Foods in general provide us either taste/convenience benefits or nutrition/enhancement utility. Food habits in several traditionally established cultures world over were largely dictated by the need for nutrition and energy. Fruits, leaves and other plant parts were essential components of diet in these societies and apart from being an energy source, food thus also included consumption of a variety of plant secondary chemicals. These compounds were not only a part of dietary ecology, but may have become essential to physiological homeostasis.
Today it is being understood that organic molecules in the diet could be determinants of human gut morphology and without the inhibitory effects of various allelochemicals on rates of carbohydrate digestion, the human small intestine might not need to be as long as it currently is. Much later in the course of human evolution cooking and other processing techniques, guided by taste as a predominant determinant in food choices, largely decreased the ingestion of plant secondary compounds in the diet. Until recently few of the studies linking diet and disease considered ingested phytochemicals as positive agents in disease prevention.

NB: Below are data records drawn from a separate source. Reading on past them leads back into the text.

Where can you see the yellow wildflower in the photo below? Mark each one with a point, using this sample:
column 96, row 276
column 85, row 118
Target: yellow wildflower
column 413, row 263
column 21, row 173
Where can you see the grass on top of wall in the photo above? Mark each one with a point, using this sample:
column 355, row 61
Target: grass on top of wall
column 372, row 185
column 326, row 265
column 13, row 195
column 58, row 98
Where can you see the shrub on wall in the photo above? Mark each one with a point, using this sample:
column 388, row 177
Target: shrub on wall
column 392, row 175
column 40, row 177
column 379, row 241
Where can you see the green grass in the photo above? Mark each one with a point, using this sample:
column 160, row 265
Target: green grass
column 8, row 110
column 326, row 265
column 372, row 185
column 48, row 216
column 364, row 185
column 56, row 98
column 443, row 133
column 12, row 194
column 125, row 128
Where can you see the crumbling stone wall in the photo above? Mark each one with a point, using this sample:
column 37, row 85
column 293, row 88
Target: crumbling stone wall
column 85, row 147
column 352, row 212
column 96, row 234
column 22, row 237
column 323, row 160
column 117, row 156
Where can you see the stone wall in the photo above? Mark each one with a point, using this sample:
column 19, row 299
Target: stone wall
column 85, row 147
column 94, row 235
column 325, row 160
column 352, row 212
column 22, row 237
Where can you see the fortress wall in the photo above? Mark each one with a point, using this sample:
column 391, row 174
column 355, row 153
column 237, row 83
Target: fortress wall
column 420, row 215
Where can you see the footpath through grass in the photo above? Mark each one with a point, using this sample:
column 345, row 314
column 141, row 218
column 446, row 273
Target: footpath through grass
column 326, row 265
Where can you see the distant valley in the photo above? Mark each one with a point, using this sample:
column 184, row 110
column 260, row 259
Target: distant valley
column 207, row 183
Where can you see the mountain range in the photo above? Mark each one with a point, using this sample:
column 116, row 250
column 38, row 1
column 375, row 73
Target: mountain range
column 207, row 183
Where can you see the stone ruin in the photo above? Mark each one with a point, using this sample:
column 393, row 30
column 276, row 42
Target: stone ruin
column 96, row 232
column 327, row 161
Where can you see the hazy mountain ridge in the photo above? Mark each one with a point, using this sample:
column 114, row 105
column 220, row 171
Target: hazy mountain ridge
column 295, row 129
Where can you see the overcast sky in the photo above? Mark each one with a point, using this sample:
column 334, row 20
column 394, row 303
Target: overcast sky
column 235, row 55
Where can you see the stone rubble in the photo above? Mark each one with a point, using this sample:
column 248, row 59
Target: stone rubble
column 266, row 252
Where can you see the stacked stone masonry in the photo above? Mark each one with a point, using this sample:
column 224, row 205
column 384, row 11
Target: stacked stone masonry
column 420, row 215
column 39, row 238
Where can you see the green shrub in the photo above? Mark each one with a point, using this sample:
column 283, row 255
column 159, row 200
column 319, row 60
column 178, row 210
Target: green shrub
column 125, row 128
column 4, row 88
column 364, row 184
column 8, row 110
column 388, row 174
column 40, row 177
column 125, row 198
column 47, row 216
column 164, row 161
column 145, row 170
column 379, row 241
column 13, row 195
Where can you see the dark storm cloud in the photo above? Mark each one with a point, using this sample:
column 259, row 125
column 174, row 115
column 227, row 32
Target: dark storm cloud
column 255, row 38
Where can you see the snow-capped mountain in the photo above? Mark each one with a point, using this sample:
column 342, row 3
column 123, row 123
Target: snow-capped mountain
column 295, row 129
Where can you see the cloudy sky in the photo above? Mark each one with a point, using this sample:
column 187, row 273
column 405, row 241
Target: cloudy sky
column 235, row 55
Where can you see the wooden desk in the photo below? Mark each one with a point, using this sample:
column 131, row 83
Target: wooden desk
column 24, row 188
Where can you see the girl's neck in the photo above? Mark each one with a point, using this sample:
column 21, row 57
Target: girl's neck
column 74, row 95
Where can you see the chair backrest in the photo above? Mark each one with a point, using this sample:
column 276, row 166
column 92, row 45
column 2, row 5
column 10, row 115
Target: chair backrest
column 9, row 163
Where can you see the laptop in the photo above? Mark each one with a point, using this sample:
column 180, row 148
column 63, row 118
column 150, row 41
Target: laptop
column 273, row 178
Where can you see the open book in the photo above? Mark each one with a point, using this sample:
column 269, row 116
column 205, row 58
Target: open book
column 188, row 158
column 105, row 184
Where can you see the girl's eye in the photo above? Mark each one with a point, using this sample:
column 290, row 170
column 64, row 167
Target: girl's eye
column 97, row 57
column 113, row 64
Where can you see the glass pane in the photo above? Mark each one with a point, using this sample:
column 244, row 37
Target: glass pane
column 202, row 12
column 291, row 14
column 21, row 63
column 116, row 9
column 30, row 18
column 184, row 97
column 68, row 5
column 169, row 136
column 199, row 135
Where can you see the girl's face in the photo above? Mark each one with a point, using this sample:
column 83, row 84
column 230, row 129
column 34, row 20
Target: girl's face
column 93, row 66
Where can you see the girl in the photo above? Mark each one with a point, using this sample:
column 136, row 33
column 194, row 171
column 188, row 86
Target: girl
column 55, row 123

Recognition that chronic diseases of industrial societies have a dietary basis has led to recommendations to reduce dietary fat and increase consumption of fibre, anti-oxidant vitamins and complex carbohydrates. This is diet higher in plant material and consequently closer to diets of traditional societies. The actions of plant secondary compounds in mediating lipid and carbohydrate metabolism suggest that physiological homeostasis could include both plant non-nutrients and fats in higher levels than currently recommended. Growing evidence for the role of non-nutrients such as those with anti-cholesterolemic activity, anti-oxidants and those mediating carbohydrate metabolism in physiological processes should be accessed not simply from a clinical perspective, but in relation to disease prevention.
Functional foods are viewed differently from the eastern and western perspectives. They are considered revolutionary and represent a rapidly growing segment of the food industry in the west. There is tight competition between the food and pharmaceutical companies to bring functional foods to the mass market. In the east on the other hand, functional foods have been a part of its culture for centuries. Ayurvedic and Siddha systems of medicine in India recognized the crucial role of food towards health maintenance as early as 10,000 B.C.E. From ancient times Indians and the Chinese have used foods for both preventive and therapeutic benefits, a view that is being currently recognized around the world. The current huge market for functional foods is dictated by economic benefits, as they give higher profitability margin compared to conventional foods. Developing countries have started to emerge as exporters to cater to increasing demand in the developed countries. Moreover demand for the modern functional foods is also growing in developing countries thanks to enhanced disease burden due to massive westernization and forgotten traditional food habits. This growing market presents a lucrative opportunity to develop domestic markets.
In India apart from CFTRI (Mysore) and NDRI (Karnal) not many public sector organizations are working on the R&D of functional foods. Functional food market in India is still in its infancy, but the demand for functional foods will continue to increase due to their specific health benefits. The government is therefore planning to invest US $21.5 billion in food processing industry in the next five years. Functional foods already available in the Indian market are largely copies of western food products. Instead of trying to copy these, more extensive study on traditional diets in various parts of the country will reintroduce time-tested healthy food items in our daily diet. Further modifications on these traditional foods in terms of enrichment with added botanicals or minerals will take care of problems of competition from traditional foods, patentability etc.